Yes, we had noted in the past that if the node2 comes back up, it
converges. In this case, in node2, zookeeper could not be started and in
this case, it took 3 hours to converge.
Thanks,
Anand.
On Sat, Oct 8, 2016 at 9:50 AM, Ben Sherman <bensherman@gmail.com> wrote:
> I had this exact problem but couldn't wait for them to reestablish
> connection and when node 2 came back up, everything recovered. It was with
> 3.4.8 - I posted logs in a previous message.
>
> On Sat, Oct 8, 2016 at 7:55 AM, Flavio Junqueira <fpj@apache.org> wrote:
>
> > Hi Anand,
> >
> > I don't understand whether 1 and 3 were able or even trying to connect to
> > each other. They should be able to elect a leader between them and make
> > progress. You might want to upload logs and let us know.
> >
> > -Flavio
> >
> > > On 08 Oct 2016, at 02:11, Anand Parthasarathy <
> anpartha@avinetworks.com>
> > wrote:
> > >
> > > Hi,
> > >
> > > We are currently using zookeeper 3.4.6 version and use a 3 node
> solution
> > in
> > > our system. We see that occasionally, when a node is powered off (in
> this
> > > instance, it was actually a leader node), the remaining two nodes do
> not
> > > form a quorum for a really long time. Looking at the logs, it appears
> the
> > > sequence is as follows:
> > > - Node 2 is the zookeeper leader
> > > - Node 2 is powered off
> > > - Node 1 and Node 3 recognize and start the election
> > > - Node 3 times out after initLimit * tickTime with "Timeout while
> waiting
> > > for quorum" for Round N
> > > - Node 1 times out after initLimit * tickTime with "Exception while
> > trying
> > > to follow leader" for Round N+1 at the same time.
> > > - And the process continues where N is sequentially incrementing.
> > > - This happens for a long time.
> > > - In one instance, we used tickTime=5000 and initLimit=20 and it took
> > > around 3.5 hours to converge.
> > > - In a given round, Node 1 will try connecting to Node 2, gets
> connection
> > > refused waits for notification timeout which increases by 2 every
> > iteration
> > > until it hits the initLimit.
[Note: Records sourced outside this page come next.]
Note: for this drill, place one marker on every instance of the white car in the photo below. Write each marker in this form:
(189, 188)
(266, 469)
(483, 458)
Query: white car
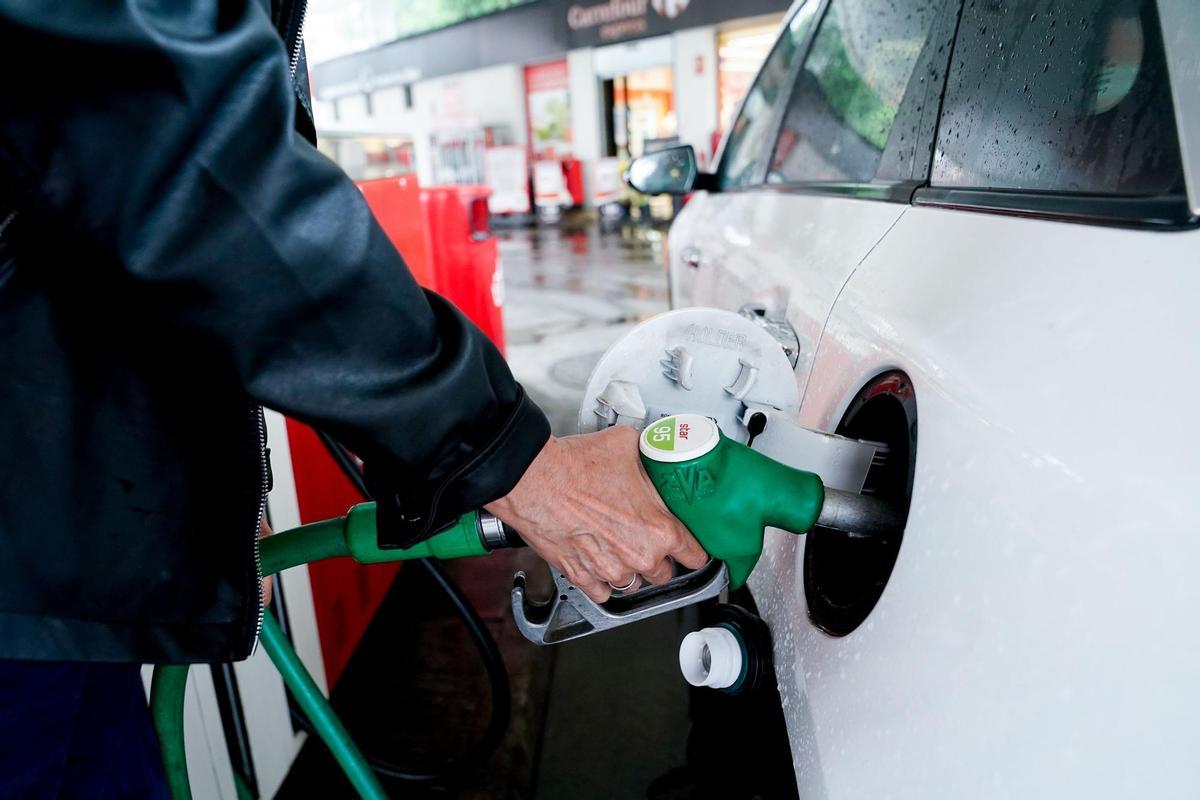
(973, 226)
Connection Refused is because the node 2
> > comes
> > > up after reboot, but zookeeper process is not started (due to a
> different
> > > failure).
> > >
> > > It looks similar to ZOOKEEPER-2164 but there it is a connection timeout
> > > where Node 2 is not reachable.
> > >
> > > Could you pls. share if you have seen this issue and if so, what is the
> > > workaround that can be employed in 3.4.6.
> > >
> > > Thanks,
> > > Anand.
> >
> >
>
|